Collecting data on the editorial board of oncology journals
- a methodology for manually extracting editorial board members from cancer journals
Tools in the abstractology repository implement several data analysis methods.
This is the basic class that can import several different sources of data (csv, pubmed xml, cortext sqlite, esmominer json, etc), tokenize and prepare the corpus to be used by the other classes, as well as carry on some smart transformations on the text by extracting more relevant terms. It also contains a few generic statistic functions and plots, and can get citation data from WebOfScience for documents that have a compatible identifier such as a PubmedID. It also facilitates sampling and filtering the data to carry on modelling and analysis with the other classes.
This class makes use of gensim to train Word2Vec (and could possibly do Doc2Vec) models on the data, including splitting the data to produce several models, for example one model per some period of time. It also can subsample the data to balance the amount of training per period, and do other tricks. It implements a similarity score between some text and the models, which is an improved version of the score provided by Gensim, fixing some biases not taken into account by that.
This class takes texts and produces networks that in turn can be analysed using the Stochastic Block Model models implemented in graph-tool. It is designed to produce several kinds of networks that serve different analytical purposes (term-term networks, document-term networks, context-term networks etc), and to split networks by period to do layer analysis and model comparison. It will handle these tasks and the launch the calculation of approximatively optimal blockstates for these networks. It can also provide a kind of text to model score by resorting to calculating the probability of missing edges on the network.
Here are implemented several plots and statistical measures that employ the similarity score provided by one of the previous classes to understand the evolution of how typical an abstract is along a set of models respective to each period of the corpus. It allows for creating annotated texts that enhance the reading of a document. It is also intended to locate documents that have a specific profile associated with greater innovation or influence.

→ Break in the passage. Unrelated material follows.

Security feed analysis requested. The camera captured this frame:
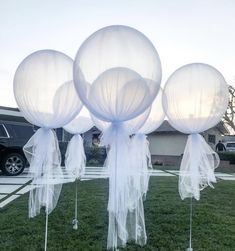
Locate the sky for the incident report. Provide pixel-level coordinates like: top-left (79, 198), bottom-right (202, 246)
top-left (1, 0), bottom-right (235, 107)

Here are implemented several plots and statistical measures that employ the blockstate of the networks generated in Graphology to provide insights into the structure and evolution of the corpus. in terms of this structure. It provides ways to relate these measures to exogenous data such as citation counts, existing categorizations, and other attribute data.
Work done in this project will, as time permits, be ported and made available for use within the CorText Platform
Below we list some tools employed in, but not directly developed by, this project
- The Python programming language
- The lxml software library, to manipulate HTML and XML files
- The pdfminer.six software library, to extract text plus layout from PDF files
- The poppler software library, to render page images from PDF files
- The tesseract-ocr software project, to turn images into text plus layout by OCR
- The SciPy stack for scientific computing
- The Pandas data analysis software library
- The Bokeh data visualisation software library
- The gensim natural language processing software library
- The graph-tool network analysis software library